Kazakh copper producer Kazakhmys has secured a bigger-than-expected $2.7 billion loan from China in a sign of strengthening ties between the two countries, the head of Kazakhstan's state welfare fund said. China has invested $13 billion into the oil-rich former Soviet republic this year through a series of energy sector acquisitions and loans as part of its wider regional strategy to secure supply of resources.
The money has come in very handy a time when Kazakhstan's other potential benefactors - Western Europe and Russia - have been mired in recession. Kazakhmys will use its loan from China's state-run Development Bank to develop its Bozshakol copper project. It had originally expected to get a $2 billion loan.
"Such a big project, for $2.7 billion, will stimulate the development of other production areas (in the metals sector) through a multiplication effect," Kairat Kelimbetov, the head of Kazakh state welfare fund Samruk-Kazyuna - a shareholder in Kazakhmys - told Reuters in an interview.

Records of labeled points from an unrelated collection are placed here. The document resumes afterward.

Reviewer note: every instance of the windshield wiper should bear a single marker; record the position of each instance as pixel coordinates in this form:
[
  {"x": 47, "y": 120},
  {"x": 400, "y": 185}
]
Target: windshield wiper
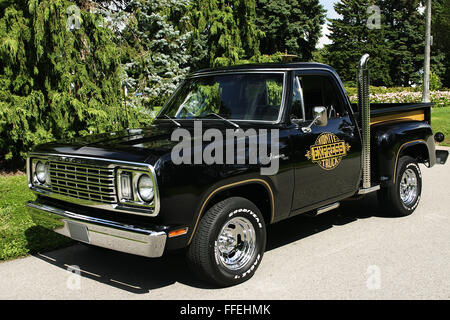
[
  {"x": 220, "y": 117},
  {"x": 176, "y": 122}
]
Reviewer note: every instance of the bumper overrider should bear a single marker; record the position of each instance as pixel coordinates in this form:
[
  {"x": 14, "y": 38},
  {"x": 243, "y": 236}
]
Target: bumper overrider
[{"x": 99, "y": 232}]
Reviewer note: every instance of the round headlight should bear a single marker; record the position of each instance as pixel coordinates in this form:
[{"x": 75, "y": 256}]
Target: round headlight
[
  {"x": 41, "y": 172},
  {"x": 145, "y": 188}
]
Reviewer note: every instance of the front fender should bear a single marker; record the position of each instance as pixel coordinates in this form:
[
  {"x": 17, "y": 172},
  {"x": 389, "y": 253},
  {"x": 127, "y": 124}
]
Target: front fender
[{"x": 391, "y": 140}]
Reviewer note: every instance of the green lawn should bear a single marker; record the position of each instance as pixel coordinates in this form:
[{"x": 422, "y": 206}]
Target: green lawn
[
  {"x": 19, "y": 235},
  {"x": 440, "y": 121}
]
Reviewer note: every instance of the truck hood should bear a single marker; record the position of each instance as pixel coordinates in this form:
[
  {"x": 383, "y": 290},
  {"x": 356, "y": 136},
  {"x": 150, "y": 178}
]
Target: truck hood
[{"x": 135, "y": 145}]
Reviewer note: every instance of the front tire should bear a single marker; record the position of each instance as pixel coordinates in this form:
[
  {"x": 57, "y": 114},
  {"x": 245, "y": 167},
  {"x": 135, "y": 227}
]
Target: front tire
[
  {"x": 401, "y": 198},
  {"x": 229, "y": 243}
]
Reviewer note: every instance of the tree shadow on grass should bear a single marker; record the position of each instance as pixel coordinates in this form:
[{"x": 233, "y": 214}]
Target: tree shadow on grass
[{"x": 139, "y": 275}]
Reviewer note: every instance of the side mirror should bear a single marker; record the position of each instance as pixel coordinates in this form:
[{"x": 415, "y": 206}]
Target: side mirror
[{"x": 320, "y": 119}]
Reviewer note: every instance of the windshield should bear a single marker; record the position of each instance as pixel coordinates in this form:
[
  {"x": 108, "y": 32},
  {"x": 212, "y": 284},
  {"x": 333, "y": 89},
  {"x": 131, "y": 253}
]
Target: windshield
[{"x": 250, "y": 96}]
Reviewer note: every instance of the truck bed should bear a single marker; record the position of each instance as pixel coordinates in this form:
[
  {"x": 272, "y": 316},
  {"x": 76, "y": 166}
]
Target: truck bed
[{"x": 383, "y": 112}]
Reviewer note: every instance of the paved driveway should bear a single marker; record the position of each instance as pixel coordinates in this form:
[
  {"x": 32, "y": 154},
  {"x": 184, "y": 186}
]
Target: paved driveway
[{"x": 354, "y": 252}]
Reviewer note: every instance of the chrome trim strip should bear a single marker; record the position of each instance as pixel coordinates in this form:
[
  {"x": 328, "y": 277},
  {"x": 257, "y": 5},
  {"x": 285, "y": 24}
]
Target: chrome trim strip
[
  {"x": 105, "y": 233},
  {"x": 138, "y": 209}
]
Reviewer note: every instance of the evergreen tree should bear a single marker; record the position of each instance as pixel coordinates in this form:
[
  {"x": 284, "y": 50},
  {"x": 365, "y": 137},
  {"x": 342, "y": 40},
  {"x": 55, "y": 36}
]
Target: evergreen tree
[
  {"x": 290, "y": 25},
  {"x": 351, "y": 38},
  {"x": 396, "y": 48}
]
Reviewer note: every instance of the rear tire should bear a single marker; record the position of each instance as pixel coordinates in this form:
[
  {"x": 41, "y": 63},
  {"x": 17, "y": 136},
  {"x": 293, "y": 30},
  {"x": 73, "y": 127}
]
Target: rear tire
[
  {"x": 401, "y": 198},
  {"x": 229, "y": 243}
]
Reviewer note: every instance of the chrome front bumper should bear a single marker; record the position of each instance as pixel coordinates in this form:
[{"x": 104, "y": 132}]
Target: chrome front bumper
[{"x": 100, "y": 232}]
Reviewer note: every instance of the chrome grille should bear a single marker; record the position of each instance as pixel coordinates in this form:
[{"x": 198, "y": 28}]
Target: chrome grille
[{"x": 82, "y": 181}]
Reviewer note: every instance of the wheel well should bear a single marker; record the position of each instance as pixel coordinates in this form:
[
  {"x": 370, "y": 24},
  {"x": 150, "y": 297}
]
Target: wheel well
[
  {"x": 254, "y": 192},
  {"x": 417, "y": 151}
]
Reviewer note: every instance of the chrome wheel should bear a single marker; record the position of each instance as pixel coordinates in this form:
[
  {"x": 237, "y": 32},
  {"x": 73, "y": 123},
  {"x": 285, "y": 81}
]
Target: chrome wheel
[
  {"x": 236, "y": 243},
  {"x": 408, "y": 187}
]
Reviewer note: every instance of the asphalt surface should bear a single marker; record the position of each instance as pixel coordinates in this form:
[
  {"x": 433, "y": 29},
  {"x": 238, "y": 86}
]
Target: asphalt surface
[{"x": 354, "y": 252}]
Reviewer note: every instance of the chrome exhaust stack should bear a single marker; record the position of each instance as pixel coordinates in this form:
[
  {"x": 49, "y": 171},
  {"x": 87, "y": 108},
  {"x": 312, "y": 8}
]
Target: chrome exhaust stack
[{"x": 364, "y": 112}]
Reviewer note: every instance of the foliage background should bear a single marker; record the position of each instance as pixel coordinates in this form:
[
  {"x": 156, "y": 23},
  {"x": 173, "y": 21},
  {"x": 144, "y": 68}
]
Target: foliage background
[{"x": 65, "y": 66}]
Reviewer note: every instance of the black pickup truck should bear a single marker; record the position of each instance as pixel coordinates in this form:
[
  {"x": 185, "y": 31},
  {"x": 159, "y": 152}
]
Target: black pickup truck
[{"x": 302, "y": 147}]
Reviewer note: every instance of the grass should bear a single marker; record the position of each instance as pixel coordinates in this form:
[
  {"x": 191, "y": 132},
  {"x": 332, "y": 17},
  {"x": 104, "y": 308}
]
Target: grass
[
  {"x": 440, "y": 121},
  {"x": 19, "y": 235}
]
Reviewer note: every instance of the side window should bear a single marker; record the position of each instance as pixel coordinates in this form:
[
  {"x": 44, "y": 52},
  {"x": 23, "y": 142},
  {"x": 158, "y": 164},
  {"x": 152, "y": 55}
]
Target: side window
[{"x": 321, "y": 91}]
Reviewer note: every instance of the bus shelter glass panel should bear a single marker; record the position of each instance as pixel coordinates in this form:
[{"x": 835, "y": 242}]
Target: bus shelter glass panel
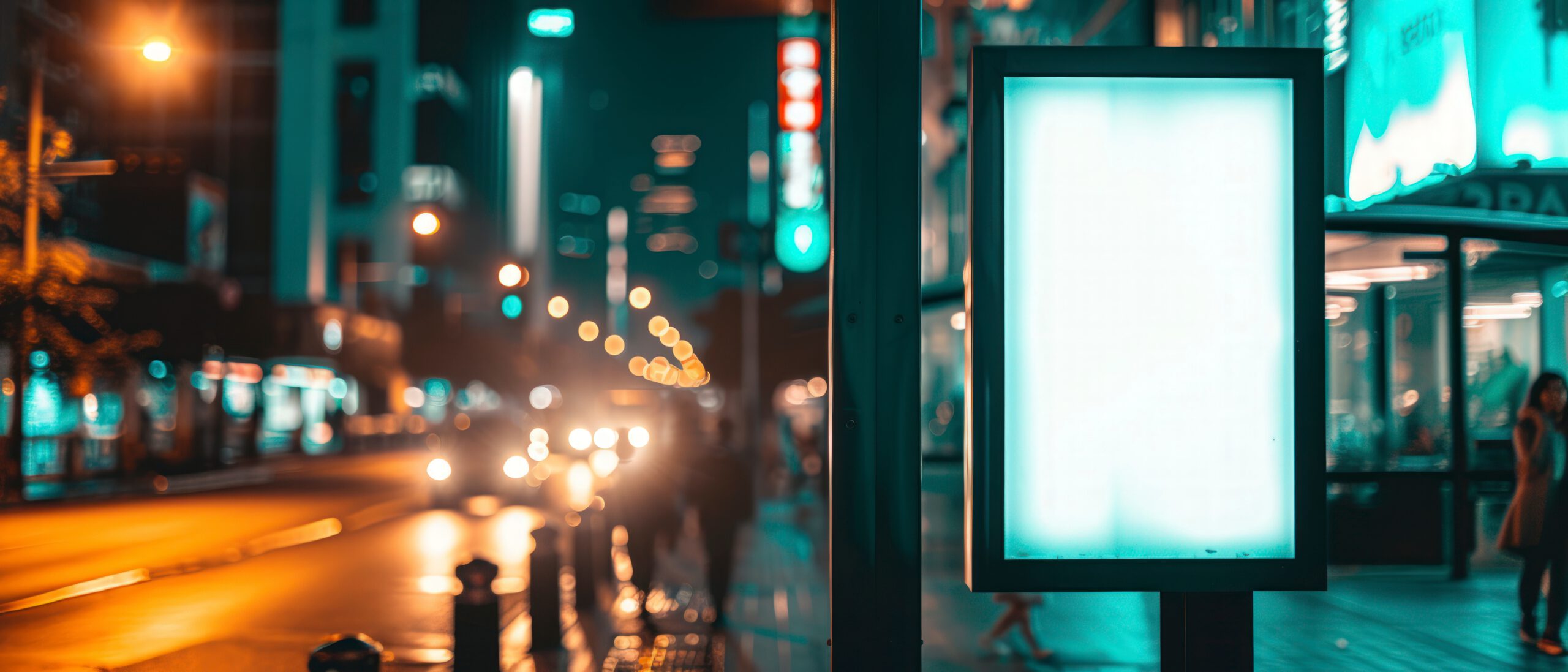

China's investment could help Kazakhstan diversify its economy away from oil and metals exports, dependence on which deepened the economic impact of the global financial crisis. It could also provide a market for new Kazakh goods. "I think we have an access to an ocean, not an ocean of water but an ocean of opportunities; the major driver of the global economy lives... and develops next to us," Kelimbetov said.